Your Location is: Home > Mysql

Most efficient way to remove Duplicate JSON entries from Array?

From: Amsterdam View: 3275 Floobinator 

Question

I am curious what technique developers use to remove duplicate JSON entries in a JSON Array. For example:

[{"name":"philip"},{"name":"steve"},{"name":"philip"},{"name":"seth"}]

The goal is to remove the extra "philip".

Now I'm doing this on an array of objects that can be quite large (hundreds).

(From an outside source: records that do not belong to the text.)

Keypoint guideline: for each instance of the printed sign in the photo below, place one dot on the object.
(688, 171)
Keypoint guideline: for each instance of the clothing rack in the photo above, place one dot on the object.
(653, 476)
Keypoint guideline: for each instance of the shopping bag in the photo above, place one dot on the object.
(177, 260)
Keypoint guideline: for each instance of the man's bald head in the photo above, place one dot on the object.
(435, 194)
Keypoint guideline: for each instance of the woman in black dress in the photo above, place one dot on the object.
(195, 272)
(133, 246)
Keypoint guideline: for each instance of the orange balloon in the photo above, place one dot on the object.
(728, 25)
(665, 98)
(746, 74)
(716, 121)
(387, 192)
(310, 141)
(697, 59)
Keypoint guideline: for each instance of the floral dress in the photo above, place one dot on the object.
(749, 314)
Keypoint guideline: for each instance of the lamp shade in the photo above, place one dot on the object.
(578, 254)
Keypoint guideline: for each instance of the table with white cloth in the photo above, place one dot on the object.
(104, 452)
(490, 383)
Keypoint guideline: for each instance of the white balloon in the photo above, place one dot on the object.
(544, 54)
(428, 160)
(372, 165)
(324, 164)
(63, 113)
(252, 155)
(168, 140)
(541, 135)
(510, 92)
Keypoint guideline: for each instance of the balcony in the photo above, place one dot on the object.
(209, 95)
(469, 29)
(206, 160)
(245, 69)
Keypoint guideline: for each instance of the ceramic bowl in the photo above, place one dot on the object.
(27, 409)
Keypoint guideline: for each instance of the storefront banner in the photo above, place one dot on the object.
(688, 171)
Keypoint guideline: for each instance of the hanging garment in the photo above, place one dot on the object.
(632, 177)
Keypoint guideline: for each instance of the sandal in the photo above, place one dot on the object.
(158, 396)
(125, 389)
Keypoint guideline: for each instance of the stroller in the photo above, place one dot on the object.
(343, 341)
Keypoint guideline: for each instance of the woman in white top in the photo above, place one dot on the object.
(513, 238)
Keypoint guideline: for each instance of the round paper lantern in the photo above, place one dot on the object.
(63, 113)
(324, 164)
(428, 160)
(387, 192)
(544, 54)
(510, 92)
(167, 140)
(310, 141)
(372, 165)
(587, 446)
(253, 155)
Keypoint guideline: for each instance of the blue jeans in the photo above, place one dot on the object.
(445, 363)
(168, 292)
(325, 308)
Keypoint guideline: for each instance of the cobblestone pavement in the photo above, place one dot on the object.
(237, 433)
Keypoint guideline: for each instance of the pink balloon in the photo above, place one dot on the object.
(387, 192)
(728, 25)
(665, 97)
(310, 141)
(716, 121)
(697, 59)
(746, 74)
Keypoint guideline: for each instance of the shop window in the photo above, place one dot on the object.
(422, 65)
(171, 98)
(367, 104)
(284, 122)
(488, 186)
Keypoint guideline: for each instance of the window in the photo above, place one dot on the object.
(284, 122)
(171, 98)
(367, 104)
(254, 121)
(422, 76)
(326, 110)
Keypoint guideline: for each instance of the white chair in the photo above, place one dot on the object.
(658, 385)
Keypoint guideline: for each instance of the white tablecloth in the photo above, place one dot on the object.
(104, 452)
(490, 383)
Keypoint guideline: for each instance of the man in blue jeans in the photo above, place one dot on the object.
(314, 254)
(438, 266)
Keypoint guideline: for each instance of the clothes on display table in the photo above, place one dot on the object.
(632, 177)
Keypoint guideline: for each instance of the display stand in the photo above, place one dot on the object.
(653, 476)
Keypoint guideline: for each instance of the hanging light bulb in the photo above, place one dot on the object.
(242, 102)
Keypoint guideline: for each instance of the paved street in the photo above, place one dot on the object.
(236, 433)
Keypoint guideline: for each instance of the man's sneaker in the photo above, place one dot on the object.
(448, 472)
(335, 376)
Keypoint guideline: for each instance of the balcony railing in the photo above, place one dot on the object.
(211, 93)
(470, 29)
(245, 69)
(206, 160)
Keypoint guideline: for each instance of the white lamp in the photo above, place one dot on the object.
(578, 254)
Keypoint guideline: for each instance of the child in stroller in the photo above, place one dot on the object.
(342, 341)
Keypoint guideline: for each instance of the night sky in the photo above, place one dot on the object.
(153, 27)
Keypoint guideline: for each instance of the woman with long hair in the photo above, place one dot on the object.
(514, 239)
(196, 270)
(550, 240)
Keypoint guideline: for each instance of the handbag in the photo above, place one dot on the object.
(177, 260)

Granted I can write code to iterate them manually, but speed is a factor.

I did try the technique of converting the JSON to a table and then using DISTINCT to scrub the data:

-- Clean the data by removing duplicate entries. We do this by using the new JSON_TABLE function.
-- We convert the JSON array to a table, and then re-select it as DISTINCT on the id value.
SELECT JSON_ARRAYAGG(JSON_OBJECT('id',sit_distinct.id,'name',sit_distinct.sit_name,'type',sit_distinct.sit_type_c)), 
    COUNT(*) INTO json_data_total, var_count_total 
    FROM
    (
    SELECT DISTINCT(id), sit_name, sit_type_c 
        FROM JSON_TABLE(json_data_total, '$[*]' COLUMNS(rowid FOR ORDINALITY, id int PATH '$.id', sit_name varchar(128) PATH '$.name', sit_type_c tinyint PATH '$.type')) AS JT ORDER BY id
    ) AS sit_distinct;

While it works perfectly on my local machine, MySQL on RDS crashes with the above. Definitely some sort of internal error I may not be able to work around.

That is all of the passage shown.